Watching Babylon 5 in 2018

Note: I’ve tried to avoid any spoilers, which significantly limits this discussion.

In June 2018, Babylon 5 became available on Amazon Prime. On Amazon Prime, the series starts with The Gathering, which is a 2 hour pilot that lays out the narrative framework with different actors from the main series. Then, it’s 5 seasons of 22 episodes of ~45 minutes a piece. So, if you want to watch it, you’re looking at investing about ~85 hours of your life. Is it worth it?

Babylon 5 was planned from the start to be a 5 season series. It has a multi-season narrative arc that uses an ensemble cast with characters and situations that evolve in a way that is interesting and engaging. From episode to episode, different characters are central to the story, which gives each character a depth that is unusual for any television series, even today.
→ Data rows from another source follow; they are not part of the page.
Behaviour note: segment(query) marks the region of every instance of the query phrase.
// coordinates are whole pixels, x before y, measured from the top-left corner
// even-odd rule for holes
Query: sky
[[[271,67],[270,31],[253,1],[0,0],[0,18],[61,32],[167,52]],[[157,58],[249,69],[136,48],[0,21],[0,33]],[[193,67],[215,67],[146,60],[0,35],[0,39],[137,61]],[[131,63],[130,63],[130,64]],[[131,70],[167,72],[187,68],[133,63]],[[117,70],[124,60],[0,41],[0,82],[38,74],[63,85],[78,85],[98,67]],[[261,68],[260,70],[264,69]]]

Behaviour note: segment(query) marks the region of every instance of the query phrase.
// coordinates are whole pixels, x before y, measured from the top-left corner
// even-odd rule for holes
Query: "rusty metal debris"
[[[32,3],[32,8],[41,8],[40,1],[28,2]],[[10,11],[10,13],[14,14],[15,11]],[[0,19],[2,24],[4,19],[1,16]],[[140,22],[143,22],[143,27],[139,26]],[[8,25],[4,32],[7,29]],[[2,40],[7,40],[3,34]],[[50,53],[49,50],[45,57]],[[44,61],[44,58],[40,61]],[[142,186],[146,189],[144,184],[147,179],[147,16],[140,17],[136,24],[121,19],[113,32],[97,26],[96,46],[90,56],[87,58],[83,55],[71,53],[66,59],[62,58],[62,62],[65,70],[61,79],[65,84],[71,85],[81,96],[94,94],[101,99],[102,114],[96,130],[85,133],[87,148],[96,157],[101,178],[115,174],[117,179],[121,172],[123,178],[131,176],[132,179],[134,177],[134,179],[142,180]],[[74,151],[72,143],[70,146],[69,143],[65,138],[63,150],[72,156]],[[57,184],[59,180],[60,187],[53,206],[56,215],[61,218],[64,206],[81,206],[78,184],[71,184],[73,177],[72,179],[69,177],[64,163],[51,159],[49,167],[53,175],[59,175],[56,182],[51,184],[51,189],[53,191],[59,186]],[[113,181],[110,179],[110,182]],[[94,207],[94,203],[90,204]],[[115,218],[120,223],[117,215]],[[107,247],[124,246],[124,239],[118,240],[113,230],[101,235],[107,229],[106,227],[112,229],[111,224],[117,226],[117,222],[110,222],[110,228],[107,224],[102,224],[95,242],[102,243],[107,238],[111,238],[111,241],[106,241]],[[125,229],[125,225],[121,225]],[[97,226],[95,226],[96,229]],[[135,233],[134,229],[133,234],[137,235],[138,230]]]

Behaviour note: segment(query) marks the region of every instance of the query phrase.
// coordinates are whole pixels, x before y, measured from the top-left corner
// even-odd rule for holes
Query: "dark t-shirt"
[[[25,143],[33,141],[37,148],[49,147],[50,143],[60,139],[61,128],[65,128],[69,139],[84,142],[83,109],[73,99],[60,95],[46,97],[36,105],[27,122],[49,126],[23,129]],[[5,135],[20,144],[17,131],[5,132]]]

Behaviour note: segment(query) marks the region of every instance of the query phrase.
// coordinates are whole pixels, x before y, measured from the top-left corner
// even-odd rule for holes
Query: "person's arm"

It’s an epic science fiction story. It involves a couple of thousand years of history but is focused on just 5 crucial years within that span, with each season lasting a year. It’s a complete world, with multiple alien civilizations and individuals that are central to the narrative, where Earth is one culture among many. While evolving technology plays an important role in plot dynamics, it’s really the relationships and interplay between different people and cultures that drive the action. Every character and society has strengths and is flawed in some important way, which really breathes life into the series.

Clearly, Babylon 5 has had a major impact on rethinking what kind of story a television series could convey, and it was a precursor to the best television series of today. But, it does have some weaknesses.

The CGI from the mid-1990s has not aged well, but I don’t think it detracts significantly from the story. You could make the argument that while Season 5 ties up a lot of loose ends, it is the weakest season and could be skipped. Some of the acting is stilted. There are elements of the story that are reminiscent of a soap opera. There are also some story lines that end abruptly because of personnel changes or they are just left dangling. On the whole, Babylon 5 feels like an organic piece of story-telling, but it is a little messy. In many ways, it’s reflection of real life. It also explores universal questions about love, time, addiction, diversity, cooperation, brokenness, etc. There is much to consider beyond the story itself.

Watching it now, in the context of a global move to nationalist politics and fear of the Other, I found that there was much in the story that speaks to our historical moment, even though there is almost 25 years separating them. Despite its weaknesses, I enjoyed watching Babylon 5 in 2018. It may be eclipsed by the likes of The Sopranos, Band of Brothers, The Wire, Breaking Bad, Game of Thrones and the many excellent series that exist today, but it is still good enough to be included in any conversation about important series worth watching. If you are a fan of other science fiction series beyond Star Trek variants and Star Wars, i.e., Farscape, Firefly, X-Files, Quantum Leap, Sense8 (also by J. Michael Straczynski, creator of Babylon 5), etc., chances are good you will like Babylon 5.

If you’re on the fence, try the first five episodes of Season 1.